La proposition de ces opposants aux RH ? Et bien autant dire qu’ils n’y vont pas par quatre chemins en suggérant purement et simplement leur suppression. Les questions légales seraient alors gérées par un cabinet d’avocat, et l’on donnerait les pleins pouvoirs aux managers pour recruter et motiver les équipes. Pour s’assurer de la performance des collaborateurs, il s’agirait ensuite d’embrasser un modèle à la Netflix. Tous les ans, les 5% qui performeraient le moins seraient invités à s’améliorer… ou à prendre la porte.

Un scénario que nous avons soumis à deux DRH afin qu’ils nous partagent leur point de vue depuis le vieux continent.

Des DRH à côté de la plaque côté business ?

En étant trop centrées sur les sujets du care (diversité, inclusion etc), se pourrait-il que les RH en oublient les contraintes business ? Qu’il s’agisse de la France ou de la Belgique, Romain Ognibene, Team Lead recrutement chez Eurostar, nous concède avoir déjà entendu ces critiques. “Pas tellement par rapport aux sujets de diversité et d’inclusion qui ne sont pas énormément adressés, mais au niveau des process et règles RH qui viennent parfois alourdir la structure sans apporter de plus-value”, affirme-t-il. Par exemple, il a déjà observé l’échec du recrutement d’un candidat parce qu’il manquait une simple signature sur un document. Ainsi, certains RH suivent leurs propres process sans forcément penser à instaurer des solutions qui fonctionnent pour le business.

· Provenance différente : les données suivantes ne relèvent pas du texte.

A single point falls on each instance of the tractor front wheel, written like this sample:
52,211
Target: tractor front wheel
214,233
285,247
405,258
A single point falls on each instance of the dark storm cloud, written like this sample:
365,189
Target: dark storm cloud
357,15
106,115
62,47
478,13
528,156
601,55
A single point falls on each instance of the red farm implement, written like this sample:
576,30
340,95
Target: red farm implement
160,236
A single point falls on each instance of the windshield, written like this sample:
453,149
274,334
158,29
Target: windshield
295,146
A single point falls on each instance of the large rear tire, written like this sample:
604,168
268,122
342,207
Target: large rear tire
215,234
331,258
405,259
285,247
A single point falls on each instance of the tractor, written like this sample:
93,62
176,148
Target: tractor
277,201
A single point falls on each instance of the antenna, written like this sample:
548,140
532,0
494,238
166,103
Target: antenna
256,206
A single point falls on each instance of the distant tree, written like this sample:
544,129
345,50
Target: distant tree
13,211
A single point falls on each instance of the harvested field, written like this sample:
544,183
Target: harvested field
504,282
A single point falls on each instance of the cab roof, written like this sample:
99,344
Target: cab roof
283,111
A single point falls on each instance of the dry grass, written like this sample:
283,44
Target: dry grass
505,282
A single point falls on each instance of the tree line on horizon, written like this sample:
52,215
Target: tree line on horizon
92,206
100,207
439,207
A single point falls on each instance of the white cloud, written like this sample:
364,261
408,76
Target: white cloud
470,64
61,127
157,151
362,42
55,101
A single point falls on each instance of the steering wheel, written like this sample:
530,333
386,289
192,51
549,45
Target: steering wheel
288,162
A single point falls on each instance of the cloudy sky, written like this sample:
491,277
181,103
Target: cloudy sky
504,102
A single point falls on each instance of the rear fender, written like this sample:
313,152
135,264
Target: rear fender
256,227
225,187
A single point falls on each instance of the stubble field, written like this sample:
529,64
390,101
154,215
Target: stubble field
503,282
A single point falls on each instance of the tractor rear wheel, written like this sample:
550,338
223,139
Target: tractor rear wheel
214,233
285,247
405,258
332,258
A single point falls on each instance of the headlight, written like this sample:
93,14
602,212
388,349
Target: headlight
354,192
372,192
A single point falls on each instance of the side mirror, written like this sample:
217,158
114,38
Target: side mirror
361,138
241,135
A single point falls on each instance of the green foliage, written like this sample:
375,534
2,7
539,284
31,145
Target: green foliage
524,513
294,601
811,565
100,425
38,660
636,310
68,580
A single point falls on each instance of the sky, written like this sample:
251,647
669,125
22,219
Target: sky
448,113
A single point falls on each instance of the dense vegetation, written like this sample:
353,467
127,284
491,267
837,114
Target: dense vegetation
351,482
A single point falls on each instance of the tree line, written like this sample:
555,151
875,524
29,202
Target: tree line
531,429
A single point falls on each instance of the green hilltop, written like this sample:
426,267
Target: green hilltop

DRH au sein de Shine, Mathilde Callède a, elle aussi, rencontré des DRH très centrés sur le care, et éloignés du business. Le problème ? Les DRH dans cette posture s’épuisent, parce que l’on ne peut pas être dans le soin de 300 personnes avec une équipe de 3 collaborateurs. “En réalité, offrir les meilleures conditions de travail pour les salariés va de pair avec l’atteinte des objectifs. Personnellement, j’ai appris au fil du temps que je devais mettre des barrières et ne pas être centrée uniquement sur le care pour tenir sur la durée et assurer la pérennité du business”, concède-t-elle.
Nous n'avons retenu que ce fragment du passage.